Burning CDs

Quick start:

  1. It does two kinds: write-only (~$2 each) and rewritable (~$20 each)

  2. Rewritables, apparently, can't be read in normal cd drives. Too bad.

  3. Normal CDs you can record more than once (several 'sessions') But it is likely that machines other than macintoshes won't read but the first session.

  4. To record a Mac cd (which is readable with sgi cd readers but not pc) just put your files in the mac machine (the "media" disk will be kept empty for this purpose), open the 'toast' software, drop the files in the 'data' window and proceed. Toast should be the only application open at the time.
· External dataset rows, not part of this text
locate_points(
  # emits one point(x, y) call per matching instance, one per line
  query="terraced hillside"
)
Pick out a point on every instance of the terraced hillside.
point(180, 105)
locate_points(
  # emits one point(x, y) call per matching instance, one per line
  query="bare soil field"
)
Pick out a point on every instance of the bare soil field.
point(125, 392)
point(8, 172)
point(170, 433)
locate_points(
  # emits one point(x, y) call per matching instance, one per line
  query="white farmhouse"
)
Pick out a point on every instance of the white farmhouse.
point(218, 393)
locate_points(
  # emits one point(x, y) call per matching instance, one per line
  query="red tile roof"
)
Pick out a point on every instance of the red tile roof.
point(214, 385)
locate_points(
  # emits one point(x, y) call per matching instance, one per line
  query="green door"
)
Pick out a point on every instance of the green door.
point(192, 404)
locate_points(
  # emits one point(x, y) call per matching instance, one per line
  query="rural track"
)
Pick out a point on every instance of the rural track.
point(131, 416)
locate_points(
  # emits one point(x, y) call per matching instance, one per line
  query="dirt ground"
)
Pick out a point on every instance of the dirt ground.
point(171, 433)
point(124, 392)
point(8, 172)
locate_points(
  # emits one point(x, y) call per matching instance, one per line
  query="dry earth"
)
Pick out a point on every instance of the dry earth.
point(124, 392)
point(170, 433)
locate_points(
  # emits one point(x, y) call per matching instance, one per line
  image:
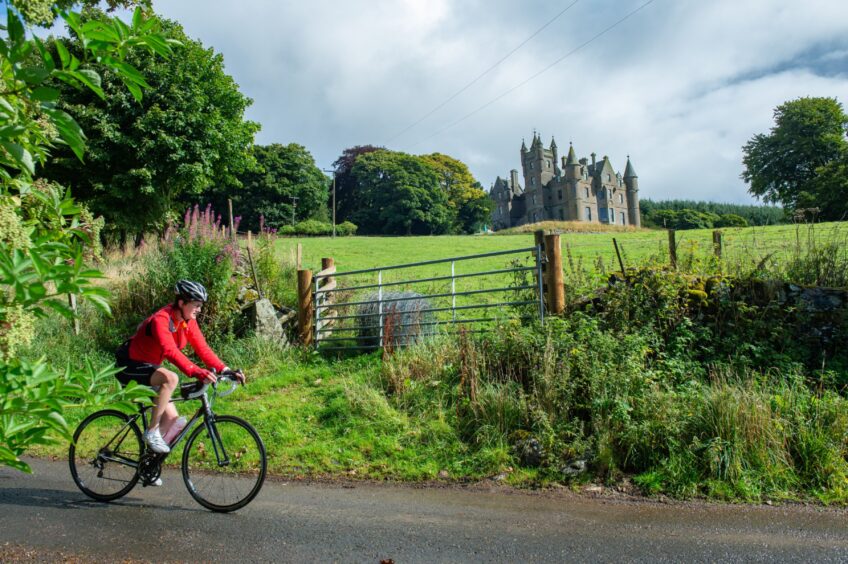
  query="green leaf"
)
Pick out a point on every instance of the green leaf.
point(33, 75)
point(21, 156)
point(69, 131)
point(129, 72)
point(16, 27)
point(138, 18)
point(11, 131)
point(45, 94)
point(134, 89)
point(91, 79)
point(64, 56)
point(46, 57)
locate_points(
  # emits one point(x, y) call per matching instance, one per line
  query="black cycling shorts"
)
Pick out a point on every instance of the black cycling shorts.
point(141, 372)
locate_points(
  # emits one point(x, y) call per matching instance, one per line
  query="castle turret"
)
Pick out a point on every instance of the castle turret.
point(554, 163)
point(631, 182)
point(571, 165)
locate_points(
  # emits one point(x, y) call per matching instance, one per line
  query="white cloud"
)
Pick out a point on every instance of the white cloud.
point(680, 86)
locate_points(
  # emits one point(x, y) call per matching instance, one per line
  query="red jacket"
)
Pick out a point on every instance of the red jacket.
point(161, 336)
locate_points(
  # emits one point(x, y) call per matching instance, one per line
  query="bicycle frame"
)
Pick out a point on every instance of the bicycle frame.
point(204, 411)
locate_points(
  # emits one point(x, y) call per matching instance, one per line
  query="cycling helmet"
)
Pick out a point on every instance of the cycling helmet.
point(191, 291)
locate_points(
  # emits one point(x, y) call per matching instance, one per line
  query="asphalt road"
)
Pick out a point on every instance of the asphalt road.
point(368, 522)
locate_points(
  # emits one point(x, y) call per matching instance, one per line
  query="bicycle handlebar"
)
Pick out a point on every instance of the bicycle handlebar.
point(195, 390)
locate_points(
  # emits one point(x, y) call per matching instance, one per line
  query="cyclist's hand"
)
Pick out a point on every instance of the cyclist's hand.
point(239, 375)
point(205, 376)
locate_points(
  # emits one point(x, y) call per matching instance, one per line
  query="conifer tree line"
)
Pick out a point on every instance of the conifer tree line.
point(690, 214)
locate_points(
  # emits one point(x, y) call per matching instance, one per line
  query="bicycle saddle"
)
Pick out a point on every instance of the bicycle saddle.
point(192, 390)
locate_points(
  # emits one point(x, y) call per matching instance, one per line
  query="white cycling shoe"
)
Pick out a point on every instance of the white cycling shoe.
point(155, 442)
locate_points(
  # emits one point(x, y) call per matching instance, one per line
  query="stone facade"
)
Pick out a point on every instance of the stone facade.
point(578, 191)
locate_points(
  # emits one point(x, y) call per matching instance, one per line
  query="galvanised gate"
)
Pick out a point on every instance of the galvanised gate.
point(394, 306)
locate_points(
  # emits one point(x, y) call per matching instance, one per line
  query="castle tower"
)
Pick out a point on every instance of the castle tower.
point(571, 165)
point(631, 182)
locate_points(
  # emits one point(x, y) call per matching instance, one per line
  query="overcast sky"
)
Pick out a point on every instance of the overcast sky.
point(680, 85)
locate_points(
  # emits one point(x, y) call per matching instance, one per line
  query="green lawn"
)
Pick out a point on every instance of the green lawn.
point(354, 253)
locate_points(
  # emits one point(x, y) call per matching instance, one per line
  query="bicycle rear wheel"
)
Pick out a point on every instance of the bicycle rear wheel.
point(224, 463)
point(104, 455)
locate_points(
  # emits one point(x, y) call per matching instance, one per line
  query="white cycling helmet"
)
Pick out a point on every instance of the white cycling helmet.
point(189, 291)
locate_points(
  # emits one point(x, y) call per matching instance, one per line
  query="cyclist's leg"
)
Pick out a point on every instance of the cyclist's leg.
point(167, 382)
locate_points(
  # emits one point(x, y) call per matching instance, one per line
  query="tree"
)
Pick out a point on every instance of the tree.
point(42, 246)
point(469, 203)
point(790, 165)
point(283, 172)
point(398, 194)
point(187, 135)
point(346, 187)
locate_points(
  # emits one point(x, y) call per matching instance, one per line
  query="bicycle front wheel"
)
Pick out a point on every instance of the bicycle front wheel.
point(224, 463)
point(104, 455)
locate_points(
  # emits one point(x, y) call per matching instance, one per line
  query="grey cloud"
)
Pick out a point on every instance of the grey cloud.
point(680, 86)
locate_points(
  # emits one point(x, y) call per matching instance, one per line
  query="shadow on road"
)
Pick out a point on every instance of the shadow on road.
point(62, 499)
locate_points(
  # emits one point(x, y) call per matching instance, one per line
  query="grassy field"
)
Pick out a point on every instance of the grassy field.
point(741, 245)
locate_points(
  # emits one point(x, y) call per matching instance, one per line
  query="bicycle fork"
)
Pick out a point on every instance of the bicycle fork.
point(214, 436)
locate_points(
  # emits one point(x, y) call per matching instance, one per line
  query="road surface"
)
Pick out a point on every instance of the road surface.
point(45, 514)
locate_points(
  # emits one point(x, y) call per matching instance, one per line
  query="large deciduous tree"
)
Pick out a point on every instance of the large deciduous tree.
point(347, 197)
point(798, 163)
point(283, 172)
point(42, 240)
point(398, 194)
point(469, 203)
point(147, 161)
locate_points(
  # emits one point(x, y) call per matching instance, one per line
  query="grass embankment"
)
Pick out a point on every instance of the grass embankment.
point(710, 396)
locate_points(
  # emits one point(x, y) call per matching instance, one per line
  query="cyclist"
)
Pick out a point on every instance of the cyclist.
point(161, 336)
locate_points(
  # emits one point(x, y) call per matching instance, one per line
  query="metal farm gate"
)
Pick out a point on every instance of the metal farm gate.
point(394, 306)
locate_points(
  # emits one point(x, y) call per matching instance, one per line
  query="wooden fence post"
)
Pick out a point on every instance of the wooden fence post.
point(556, 290)
point(305, 307)
point(717, 243)
point(672, 249)
point(325, 264)
point(539, 241)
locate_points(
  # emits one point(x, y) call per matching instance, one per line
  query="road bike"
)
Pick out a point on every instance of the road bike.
point(223, 460)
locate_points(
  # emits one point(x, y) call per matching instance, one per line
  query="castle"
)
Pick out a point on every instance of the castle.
point(579, 191)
  5. To record a MSDOS disk, do the same but select 'iso 9660' as the format... all unix or macintosh information (long names, etc.) is lost. All machines read this format.

  6. To record a unix disk, create a disk image with mkisofs(8) [or ask pablo about it] in the unix machine then copy the image file to the macintosh and record in 'disk image' format. This disk will look like an MSDOS disk with short names, etc. to macs/pcs but unix machines will see long names, permissions, symbolic links, etc.

    NEW: See also mkhybrid. It's an extension which allows to create hybrid cds with any combination of mac(hfs)/unix(rockridge)/msdos(iso9660)/win95(joliet) formats ...

  7. For PC CD-ROMS you can use Jolliet extensions. This allows for longer file names (up to 31 characters). These CDs will have the long file names under win95 and NT but have short ones if read on anything else (ISO9660 8.3 characters).

  8. In addition you can create hybrid CD-ROMS which have multiple file systems on them. At the extreme you can have a CD-ROM with HFS (Mac), ISO9660 (MS-DOS , readable by every one, short filenames) and Jolliet extensions. In which you can decide which files are shared between the file systems and which are exclusive.

  9. In addition, Linux can be taught to read Joliet discs by patching the kernel. See Joliet.